She smiled weakly and took a step outside, quietly closing the door behind her. “Do you remember when I told you I was pregnant?”
I narrowed my eyes. Where the hell was she going with this?
“Can we go back a step?” I asked. “What do you mean you told Mark you aren’t moving with him?”
She ignored me. “I’ll never forget when those two little lines turned pink. I was still in college, had drunken sex with my friend, and created a life. That was not at all how I wanted to start a family. But year after year, that’s exactly what you gave me—a true family.” She paused as tears filled her eyes. “We were never in a relationship so to speak, but you have been the best partner I ever could have imagined, and I don’t think I’ve ever properly thanked you for that.” Tears spilled from her blue eyes.
I gave her shoulder a squeeze. “You don’t have to thank me. He’s my son too. It’s my job to be here.”
“For him, sure,” she croaked. “But he wasn’t even alive when you beat the shit out of Doug Goodman when he called me a prude in tenth grade. And he wasn’t with me when you drove three hours in the pouring rain to pick me up when my car broke down a few years back. And he wasn’t there when you lost your mind on my home inspector for not checking my roof before we closed on the house, nor was he there when you had a crew show up the same day to fix it. If I’ve ever needed something, Hudson, you have always been there for me. But, recently, I haven’t been there for you and I’m so sorry for that.”
Utterly stunned, I stared at her. Hope flooded my veins as though I’d been hit by a tidal wave, but I refused to get excited before I had all the facts. “What are you saying? I need you to spell it out for me real clear, Lauren.”
“I’m saying your girlfriend is crazy.”
I nodded because that much I knew.
“Last night, she came over here and read me the Riot Act about how selfish I was being, and as pissed as I was, I laid in bed all night, trying to come up with all the ways she was wrong. You know what I came up with? Nothing.”
“Jesus,” I whispered. Yeah. That sounded like Lex.
“That woman loves you so much, Hud. And if there has ever been a man who deserves that kind of love, it’s you. And Jack too, because she loves him just as much.”
My chest swelled. “I love her too, ya know. I think maybe I always have. Even when I was too damn blind to see it.”
She rested her hand over my thundering heart. “And after everything she’s been through, she deserves that kind of love too. That’s why I can’t ask you to move.”
My chest exploded, an avalanche of emotions crashing into me. “You’re staying?”
“I’m staying. Portland is a me-and-Mark issue. Not a Jack issue. Not a Lex issue. And sure as hell not a you issue. You and me, we’ve made good partners for the last few years, but Lex is your other half. Go get your girl, Hud.”
“I can do that,” I whispered, overwhelming relief making my head spin. “I can so fucking do that.”
“Get out of here.” She took a step toward the door. “You can see Jack in the morning if you want. Or if you need some time alone with Lex, that’s fine too. Just let me know and we’ll make it work.”
“Hey,” I called. “What does this mean for you and Mark?”
She stood in the doorway and smiled. “That’s not your problem. But whatever it means, from here on out, you have my word that it will happen in Atlanta.”
My feet remained rooted on her sidewalk for several seconds after she’d shut the door. Thirty years of fighting and searching for where I belonged in the world finally became clear. And as much as I loved my son, that place was not standing in the dark outside of his mother’s house.

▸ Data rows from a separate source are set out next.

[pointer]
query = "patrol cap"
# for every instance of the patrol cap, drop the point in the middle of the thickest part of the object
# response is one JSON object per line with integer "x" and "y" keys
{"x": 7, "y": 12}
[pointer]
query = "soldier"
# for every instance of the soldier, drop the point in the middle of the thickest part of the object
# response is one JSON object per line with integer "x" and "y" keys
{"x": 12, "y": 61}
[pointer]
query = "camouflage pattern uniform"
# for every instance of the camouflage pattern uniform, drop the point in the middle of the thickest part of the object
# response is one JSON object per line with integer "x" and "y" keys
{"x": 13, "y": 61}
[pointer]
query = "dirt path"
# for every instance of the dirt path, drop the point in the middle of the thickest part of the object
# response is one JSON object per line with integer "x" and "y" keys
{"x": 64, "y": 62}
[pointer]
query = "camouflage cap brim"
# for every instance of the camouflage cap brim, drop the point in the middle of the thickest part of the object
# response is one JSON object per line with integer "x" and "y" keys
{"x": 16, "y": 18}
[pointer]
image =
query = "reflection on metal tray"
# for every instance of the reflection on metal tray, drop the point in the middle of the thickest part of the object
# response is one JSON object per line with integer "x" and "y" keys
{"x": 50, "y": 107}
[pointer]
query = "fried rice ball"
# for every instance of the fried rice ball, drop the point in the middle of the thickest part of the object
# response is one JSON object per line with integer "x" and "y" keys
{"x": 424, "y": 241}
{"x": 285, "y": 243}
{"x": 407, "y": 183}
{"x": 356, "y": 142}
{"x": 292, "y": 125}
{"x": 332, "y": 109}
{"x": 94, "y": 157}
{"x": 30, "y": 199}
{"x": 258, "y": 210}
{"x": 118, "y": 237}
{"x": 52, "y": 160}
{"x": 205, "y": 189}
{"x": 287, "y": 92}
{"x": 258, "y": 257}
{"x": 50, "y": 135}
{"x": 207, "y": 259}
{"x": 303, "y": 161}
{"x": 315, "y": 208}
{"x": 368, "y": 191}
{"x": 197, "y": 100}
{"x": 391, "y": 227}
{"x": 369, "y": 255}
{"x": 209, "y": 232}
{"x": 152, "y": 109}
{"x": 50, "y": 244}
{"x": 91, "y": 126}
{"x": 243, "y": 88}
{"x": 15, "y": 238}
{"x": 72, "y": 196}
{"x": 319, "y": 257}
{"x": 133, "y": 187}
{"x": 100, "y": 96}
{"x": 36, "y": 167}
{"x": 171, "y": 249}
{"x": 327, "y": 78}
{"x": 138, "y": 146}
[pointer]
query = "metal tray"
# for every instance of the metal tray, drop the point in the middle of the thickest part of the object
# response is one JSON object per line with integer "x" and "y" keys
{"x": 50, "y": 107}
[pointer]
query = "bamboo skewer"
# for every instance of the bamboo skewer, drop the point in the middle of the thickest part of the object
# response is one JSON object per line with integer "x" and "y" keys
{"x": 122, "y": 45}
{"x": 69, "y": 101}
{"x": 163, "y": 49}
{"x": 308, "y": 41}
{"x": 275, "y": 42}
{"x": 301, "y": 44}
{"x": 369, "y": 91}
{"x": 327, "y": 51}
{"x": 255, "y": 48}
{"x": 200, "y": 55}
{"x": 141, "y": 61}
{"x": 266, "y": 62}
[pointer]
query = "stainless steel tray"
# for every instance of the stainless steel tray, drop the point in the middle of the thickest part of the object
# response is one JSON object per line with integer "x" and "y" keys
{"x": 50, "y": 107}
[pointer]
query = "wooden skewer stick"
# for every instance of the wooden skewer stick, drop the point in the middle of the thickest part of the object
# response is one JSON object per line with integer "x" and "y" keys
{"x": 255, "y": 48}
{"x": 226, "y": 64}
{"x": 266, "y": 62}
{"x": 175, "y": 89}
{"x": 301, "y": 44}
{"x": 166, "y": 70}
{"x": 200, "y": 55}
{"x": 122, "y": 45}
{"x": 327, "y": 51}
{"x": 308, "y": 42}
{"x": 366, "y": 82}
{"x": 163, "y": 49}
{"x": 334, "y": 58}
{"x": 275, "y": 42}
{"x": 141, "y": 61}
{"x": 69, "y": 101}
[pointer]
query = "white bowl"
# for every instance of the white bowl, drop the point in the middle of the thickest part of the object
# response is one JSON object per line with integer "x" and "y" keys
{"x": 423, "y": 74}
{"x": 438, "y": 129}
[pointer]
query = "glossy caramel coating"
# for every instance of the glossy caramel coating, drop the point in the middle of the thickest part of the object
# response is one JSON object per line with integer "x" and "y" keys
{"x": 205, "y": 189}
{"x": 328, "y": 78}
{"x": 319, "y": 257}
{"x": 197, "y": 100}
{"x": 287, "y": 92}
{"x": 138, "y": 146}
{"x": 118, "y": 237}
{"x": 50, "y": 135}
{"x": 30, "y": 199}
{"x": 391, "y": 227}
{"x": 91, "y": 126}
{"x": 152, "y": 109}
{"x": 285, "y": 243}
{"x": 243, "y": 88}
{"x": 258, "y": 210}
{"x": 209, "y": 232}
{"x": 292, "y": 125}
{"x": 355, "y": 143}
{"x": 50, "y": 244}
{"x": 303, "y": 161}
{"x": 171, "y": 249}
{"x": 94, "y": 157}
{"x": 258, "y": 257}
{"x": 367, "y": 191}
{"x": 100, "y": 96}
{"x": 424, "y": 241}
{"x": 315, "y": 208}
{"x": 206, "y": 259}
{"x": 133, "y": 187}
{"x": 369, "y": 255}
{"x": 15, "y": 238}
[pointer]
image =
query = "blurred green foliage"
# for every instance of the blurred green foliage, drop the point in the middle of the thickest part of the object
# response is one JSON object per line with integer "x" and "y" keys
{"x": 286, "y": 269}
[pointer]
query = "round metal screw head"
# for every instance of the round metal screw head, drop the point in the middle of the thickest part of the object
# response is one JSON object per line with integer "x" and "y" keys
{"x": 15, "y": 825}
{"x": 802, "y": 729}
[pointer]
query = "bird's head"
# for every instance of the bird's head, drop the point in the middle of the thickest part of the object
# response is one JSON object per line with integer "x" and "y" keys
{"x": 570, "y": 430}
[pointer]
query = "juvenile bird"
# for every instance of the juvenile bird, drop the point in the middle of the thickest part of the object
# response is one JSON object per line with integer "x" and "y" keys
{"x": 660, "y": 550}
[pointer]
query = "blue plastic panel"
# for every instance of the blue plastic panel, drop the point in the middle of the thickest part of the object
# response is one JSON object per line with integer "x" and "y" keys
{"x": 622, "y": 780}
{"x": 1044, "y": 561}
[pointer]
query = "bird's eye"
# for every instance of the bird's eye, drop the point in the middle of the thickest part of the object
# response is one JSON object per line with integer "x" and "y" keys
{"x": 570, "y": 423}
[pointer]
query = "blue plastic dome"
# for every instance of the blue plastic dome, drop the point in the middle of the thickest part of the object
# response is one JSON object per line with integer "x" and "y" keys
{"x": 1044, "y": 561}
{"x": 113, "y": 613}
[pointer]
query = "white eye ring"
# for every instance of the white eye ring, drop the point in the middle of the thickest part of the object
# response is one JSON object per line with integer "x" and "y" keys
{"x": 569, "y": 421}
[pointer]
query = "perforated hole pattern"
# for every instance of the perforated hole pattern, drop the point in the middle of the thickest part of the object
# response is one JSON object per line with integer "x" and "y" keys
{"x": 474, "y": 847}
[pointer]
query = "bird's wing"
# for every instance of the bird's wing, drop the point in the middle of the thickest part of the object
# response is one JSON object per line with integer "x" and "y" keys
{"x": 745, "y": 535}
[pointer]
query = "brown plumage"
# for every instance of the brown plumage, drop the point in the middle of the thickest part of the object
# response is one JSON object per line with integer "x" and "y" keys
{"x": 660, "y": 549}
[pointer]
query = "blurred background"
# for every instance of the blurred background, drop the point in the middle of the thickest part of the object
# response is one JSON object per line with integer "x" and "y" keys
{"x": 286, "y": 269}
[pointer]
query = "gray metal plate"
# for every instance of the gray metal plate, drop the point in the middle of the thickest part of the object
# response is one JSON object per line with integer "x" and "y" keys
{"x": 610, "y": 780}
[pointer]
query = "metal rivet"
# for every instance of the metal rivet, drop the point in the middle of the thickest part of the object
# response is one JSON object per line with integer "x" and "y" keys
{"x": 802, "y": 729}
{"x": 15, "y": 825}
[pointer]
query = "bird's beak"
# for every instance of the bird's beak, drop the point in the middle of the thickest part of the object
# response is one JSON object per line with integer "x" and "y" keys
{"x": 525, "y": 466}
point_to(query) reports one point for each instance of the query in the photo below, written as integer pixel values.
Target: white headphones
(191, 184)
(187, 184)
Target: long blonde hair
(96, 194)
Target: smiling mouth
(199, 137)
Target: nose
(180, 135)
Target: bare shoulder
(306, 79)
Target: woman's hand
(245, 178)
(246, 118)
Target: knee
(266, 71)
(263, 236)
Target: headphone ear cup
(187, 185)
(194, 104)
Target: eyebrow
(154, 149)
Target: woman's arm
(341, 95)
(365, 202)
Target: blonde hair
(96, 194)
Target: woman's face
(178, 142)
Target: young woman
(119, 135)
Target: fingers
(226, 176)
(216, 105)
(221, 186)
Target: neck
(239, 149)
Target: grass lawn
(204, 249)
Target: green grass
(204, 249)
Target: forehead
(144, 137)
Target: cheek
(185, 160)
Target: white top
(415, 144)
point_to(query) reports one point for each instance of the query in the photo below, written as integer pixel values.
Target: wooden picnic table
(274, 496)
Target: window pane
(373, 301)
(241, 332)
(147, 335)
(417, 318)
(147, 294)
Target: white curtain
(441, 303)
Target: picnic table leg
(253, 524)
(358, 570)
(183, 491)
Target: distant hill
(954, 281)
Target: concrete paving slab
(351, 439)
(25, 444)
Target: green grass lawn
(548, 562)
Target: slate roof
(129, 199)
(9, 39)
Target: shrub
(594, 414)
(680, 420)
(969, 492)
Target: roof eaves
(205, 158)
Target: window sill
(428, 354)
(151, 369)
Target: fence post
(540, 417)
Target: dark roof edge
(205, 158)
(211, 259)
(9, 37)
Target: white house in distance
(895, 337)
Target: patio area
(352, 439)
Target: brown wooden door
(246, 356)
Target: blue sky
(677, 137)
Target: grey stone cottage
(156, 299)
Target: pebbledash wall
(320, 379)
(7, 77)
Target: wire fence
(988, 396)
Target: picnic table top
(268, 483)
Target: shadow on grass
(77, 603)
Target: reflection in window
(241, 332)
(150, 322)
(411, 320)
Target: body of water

Not many things in my life had gone as planned, and as I ran to my truck, peeled out of Lauren’s driveway, and then sped across town to the only place I ever wanted to be, I knew this would be no different.
I parked in my driveway, the lights in my house lit up like a damn runway. She’d always been shit at remembering to turn them off when she left a room, and I was so fucking stoked to spend the next sixty years arguing with her about it.
Adrenaline ravaged my system, but the ear-to-ear smile covering my face could never be matched. I was going to fuck this up, but I was too damn happy to care.